You do not need the -p option in order to expose ports from container to host. By default, all port are exposed. The -p option allows you to expose a port from the container to the outside of the host.
So, my guess is that you do not need -p at all and it should be working fine :)
For newer versions of Docker, this worked for me. Create the tunnel like this (notice the 0.0.0.0 at the start):
-L 0.0.0.0:8080:localhost:8081
This will allow anyone with access to your computer to connect to port 8080 and thus access port 8081 on the connected server.
Then, inside the container just use "host.docker.internal", for example:
curl host.docker.internal:8081
why not use slightly different solution, like this?
services:
kubefwd:
image: txn2/kubefwd
command: ...
app:
image: bash
command:
- sleep
- inf
init: true
network_mode: service:kubefwd
REF: txn2/kubefwd: Bulk port forwarding Kubernetes services for local development.
Easier way under all platforms nowadays is to use host.docker.internal.

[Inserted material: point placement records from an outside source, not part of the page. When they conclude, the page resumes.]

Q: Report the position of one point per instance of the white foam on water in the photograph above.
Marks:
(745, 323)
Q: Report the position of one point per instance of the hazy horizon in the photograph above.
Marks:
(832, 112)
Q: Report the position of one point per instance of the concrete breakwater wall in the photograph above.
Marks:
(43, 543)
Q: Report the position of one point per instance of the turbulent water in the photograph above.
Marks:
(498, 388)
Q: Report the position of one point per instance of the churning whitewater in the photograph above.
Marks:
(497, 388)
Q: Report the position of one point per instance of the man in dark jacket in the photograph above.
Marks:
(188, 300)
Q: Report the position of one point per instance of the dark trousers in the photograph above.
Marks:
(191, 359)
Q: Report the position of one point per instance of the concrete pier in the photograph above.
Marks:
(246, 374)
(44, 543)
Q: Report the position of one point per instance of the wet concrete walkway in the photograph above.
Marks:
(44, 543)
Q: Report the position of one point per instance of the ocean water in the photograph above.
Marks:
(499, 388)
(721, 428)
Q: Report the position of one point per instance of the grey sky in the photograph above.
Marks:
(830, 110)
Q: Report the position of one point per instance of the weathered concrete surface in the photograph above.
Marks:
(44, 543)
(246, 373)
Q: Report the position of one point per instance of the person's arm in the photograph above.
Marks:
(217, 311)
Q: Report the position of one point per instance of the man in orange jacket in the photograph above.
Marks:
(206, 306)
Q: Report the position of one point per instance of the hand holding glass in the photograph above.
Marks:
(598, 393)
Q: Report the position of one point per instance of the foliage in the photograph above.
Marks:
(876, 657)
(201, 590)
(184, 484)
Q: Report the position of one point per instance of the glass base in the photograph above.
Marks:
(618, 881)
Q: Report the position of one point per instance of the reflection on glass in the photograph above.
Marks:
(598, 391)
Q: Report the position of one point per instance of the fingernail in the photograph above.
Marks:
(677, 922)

Let's first start with the Docker run command:
docker run --add-host=host.docker.internal:host-gateway [....]
Or add the following to your service, when using Docker Compose:
extra_hosts:
- "host.docker.internal:host-gateway"
Full example of such a Docker Compose file should then look like this:
version: "3"
services:
your_service:
image: username/docker_image_name
restart: always
networks:
- your_bridge_network
volumes:
- /home/user/test.json:/app/test.json
ports:
- "8080:80"
extra_hosts:
- "host.docker.internal:host-gateway"
networks:
your_bridge_network:
Again, it's just an example. But in if this docker image will start a service on port 80, it will be available on the host on port 8080.
And more importantly for your use-case; if the Docker container want to use a service from your host system that would now be possible using the special host.docker.internal name. That name will automatically be resolved into the internal Docker IP address (of the docker0 interface).
Anyway, let's say... you also running a web service on your host machine on (port 80). You should now be able to reach that service within your Docker container.. Try it out: nc -vz host.docker.internal 80.
All WITHOUT using network_mode: "host".